INTERPRETACIÓN DE LOS RESULTADOS.
· Mayoría de rojos: Por su tipo de respuestas, parece usted una persona realmente obsesionada con el sexo, y ello en mayor medida cuanto más puntos rojos haya acumulado. Le conviene recordar que, en lo que al sexo se refiere, no es cuestión de probarlo todo para ser feliz, sino que se trata de encontrar uno su propia vía, las cosas que le satisfagan. No hay que ser excesivamente impulsivo, lo cual no quiere decir ser una monja de clausura… Disfrute, pero haga disfrutar: piense que en la moderación hay una solución. Le conviene diversificar sus intereses y aficiones: aunque el sexo sea importante, hay más cosas en la vida.

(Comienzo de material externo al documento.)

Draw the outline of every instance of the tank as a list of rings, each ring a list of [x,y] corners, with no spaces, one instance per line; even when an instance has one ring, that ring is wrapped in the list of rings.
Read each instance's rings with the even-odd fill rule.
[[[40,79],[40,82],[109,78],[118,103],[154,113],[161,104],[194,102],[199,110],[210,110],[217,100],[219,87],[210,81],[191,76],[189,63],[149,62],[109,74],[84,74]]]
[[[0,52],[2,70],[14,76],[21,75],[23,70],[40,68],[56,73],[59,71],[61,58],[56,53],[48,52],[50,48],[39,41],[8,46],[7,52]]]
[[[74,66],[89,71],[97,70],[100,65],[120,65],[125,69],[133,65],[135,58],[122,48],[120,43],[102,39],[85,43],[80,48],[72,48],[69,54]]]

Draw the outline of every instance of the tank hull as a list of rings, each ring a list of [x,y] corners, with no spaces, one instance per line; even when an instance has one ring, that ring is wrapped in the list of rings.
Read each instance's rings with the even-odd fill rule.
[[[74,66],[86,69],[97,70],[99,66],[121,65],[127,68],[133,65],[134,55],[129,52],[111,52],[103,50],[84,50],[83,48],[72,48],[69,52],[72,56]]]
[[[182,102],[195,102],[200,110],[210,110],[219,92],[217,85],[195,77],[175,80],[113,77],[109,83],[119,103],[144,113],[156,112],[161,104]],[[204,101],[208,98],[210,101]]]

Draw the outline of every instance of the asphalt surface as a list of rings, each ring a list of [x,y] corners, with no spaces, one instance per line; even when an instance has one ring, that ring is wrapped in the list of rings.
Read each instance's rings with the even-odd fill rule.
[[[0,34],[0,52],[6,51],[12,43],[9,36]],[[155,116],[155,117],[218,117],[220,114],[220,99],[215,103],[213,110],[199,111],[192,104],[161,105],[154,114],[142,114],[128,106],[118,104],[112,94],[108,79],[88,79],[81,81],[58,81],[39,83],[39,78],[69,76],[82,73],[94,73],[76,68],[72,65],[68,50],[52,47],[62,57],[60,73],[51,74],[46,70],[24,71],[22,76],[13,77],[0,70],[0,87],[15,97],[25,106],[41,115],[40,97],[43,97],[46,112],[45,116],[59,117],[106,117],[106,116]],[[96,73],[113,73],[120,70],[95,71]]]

· Mayoría de verdes: Es usted una persona que sabe vivir su sexualidad en líneas generales con moderación y equilibrio. Se podría decir que está usted en una actitud correcta, entendiendo lo que es la sexualidad: no es usted una persona reprimida, pero tampoco un adicto al sexo: si mantiene su comportamiento, respetando a su pareja eventual o habitual, estará en la línea de encontrar relaciones placenteras y completas, tanto en lo que se refiere a su vida sexual en sí, como a su relación de pareja o a su equilibrio emocional.
· Mayoría de azules: Lejos de ser usted una persona adicta al sexo, parece estar más bien en el lado opuesto: quizás no haya encontrado el modo de acercarse correctamente a su sexualidad, porque parece estar dominado con ideas represoras hoy día más que anticuadas. Puede que esté anclado en el pasado, que sea demasiado moralista o que viva enfrascado en su vida interior: lógicamente usted es libre de hacer lo que quiera, pero piense si se está reprimiendo y desviando el problema a otros aspectos de su vida. En cualquier caso, haga un esfuerzo por respetar las opciones sexuales de los demás.
· Empate de rojos y verdes: Lea las respuestas correspondientes a ambos colores, y aplique a su caso los aspectos que correspondan. Se encuentra usted dentro de la normalidad, aunque le otorga al sexo una importancia en la vida superior al de otras personas.
· Empate de verdes y azules: Lea las respuestas correspondientes a ambos colores, y aplique a su caso los aspectos que correspondan. Se encuentra usted dentro de la normalidad, aunque quizás trate de minimizar la importancia de la sexualidad en mayor medida de lo que lo hacen otras personas. ¿No nota que se reprime a veces más de lo que quisiera?
· Empate de rojos y azules: Revise si ha respondido correctamente y con sinceridad, porque no es normal que combine formas de pensar de una persona obsesionada con la sexualidad con otras propias de una persona reprimida en este sentido. A no ser que no sea usted una persona muy poco equilibrada…
· Empate entre los tres colores: revise sus respuestas, porque habrá dejado alguna pregunta sin contestar.